Il s’agit de Théodore de Gadara 1, maître de l’art rhétorique grec, qui se distingua par l’éclectisme de ses recherches. Il naquit à Gadara, dans l’actuelle Jordanie ; ses parents étaient esclaves. Il émigra de bonne heure dans l’île de Rhodes ; c’est sans doute pour cette raison qu’il préférait se faire appeler Rhodien. Le futur Empereur Tibère suivit attentivement ses leçons lorsqu’il séjourna sur cette île (de l’an 5 av. J.-C. à l’an 2 apr. J.-C.). On dit que Théodore fut le premier à avoir décelé la nature cruelle de son élève, et qu’il le grondait souvent en l’appelant « boue pétrie de sang » (par allusion à Platon qui avait défini la « boue » comme une terre « pétrie d’humide » 2). Outre Tibère, il eut pour élève le rhéteur Hermagoras (celui connu sous le nom de « disciple de Théodore »). Il mourut vraisemblablement à Rhodes. Il écrivit un grand nombre d’ouvrages, dont l’encyclopédie Souda a conservé les titres, et qui ne portent pas seulement sur la rhétorique, mais aussi la grammaire — par exemple, « Sur la ressemblance des dialectes et sa démonstration » (« Peri dialektôn homoiotêtos kai apodeixeôs » 3), la politique — par exemple, « Sur la constitution » (« Peri politeias » 4), l’histoire — par exemple, « Sur l’histoire » (« Peri historias » 5), et même la géographie — par exemple, « Sur la Cœlé-Syrie » (« Peri Koilês Syrias » 6). En tout cas, il semble avoir joui d’une haute réputation, et c’est son nom qui se présente sous la plume de Juvénal lorsqu’il veut citer le nom d’un intellectuel renommé. Il laissa derrière lui une école, celle des Théodoriens, dont on ne sait à peu près rien, sinon qu’elle était la rivale de celle des Apollodoriens, fondée par Apollodore de Pergame. Il n’est pas exclu que le traité « Du sublime » soit l’œuvre d’un Théodorien, car selon ce traité, c’est Théodore qui dressa la liste de quelques-uns des vices opposés au sublime comme, par exemple, le « parenthyrse » 7 (« enthousiasme hors de propos »), c’est-à-dire le mauvais usage du pathétique.
Hermagoras, « Fragments et Témoignages »
Il s’agit d’Hermagoras de Temnos 1 et d’Hermagoras disciple de Théodore 2, deux figures majeures de la rhétorique grecque.

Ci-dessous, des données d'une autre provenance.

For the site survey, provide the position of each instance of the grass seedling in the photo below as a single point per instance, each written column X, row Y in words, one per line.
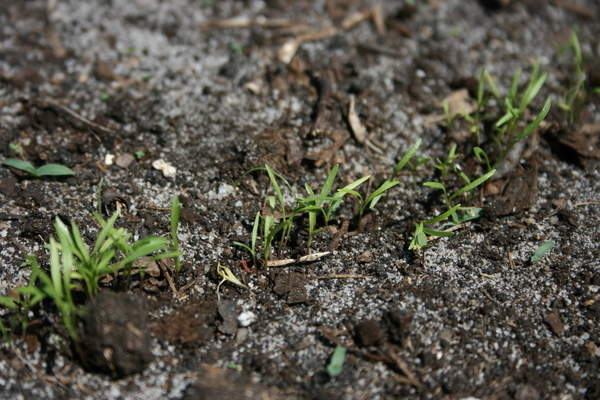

Le premier Hermagoras, également connu sous le surnom d’Hermagoras l’Ancien 3, professait en grec probablement à l’époque où les rhéteurs n’étaient pas encore bien vus à Rome, c’est-à-dire au IIe siècle av. J.-C. Isidore le cite, avec Gorgias et Aristote, comme l’un des inventeurs de la rhétorique. Cicéron et Ælius Théon disent de lui qu’il prenait pour sujets de controverse des questions sans personnes définies ni circonstances précises, comme : « Y a-t-il un bien à part la vertu ? », « Les sens sont-ils fiables ? », « Quelle est la forme du monde ? », « Doit-on se marier ? », « Doit-on faire des enfants ? », etc. questions qu’il serait tout aussi facile de ranger parmi les thèses d’un philosophe que d’un rhéteur. Ce même Hermagoras publia un traité de rhétorique que Cicéron devait avoir entre les mains, puisqu’il en parle maintes fois, et qui « n’était pas tout à fait sans mérite » (« non mendosissime scripta ») ; c’était un abrégé des rhétoriques antérieures où « l’intelligence et le soin » (« ingeniose et diligenter ») ne faisaient pas défaut, et où, de plus, l’auteur « donnait plus d’une preuve de nouveauté » (« nonnihil ipse quoque novi protulisse »). Ailleurs, Cicéron parle de cet ouvrage dans ces termes : « Il donne des règles et des préceptes oratoires précis et sûrs qui, s’ils présentent très peu d’apprêt — car le style en est sec —, suivent malgré tout un ordre, et comportent certaines méthodes qui ne permettent pas de se fourvoyer quand on parle ». Ce traité, en six volumes, s’est malheureusement perdu assez vite ; il nous est connu uniquement sous la forme de témoignages, non de fragments.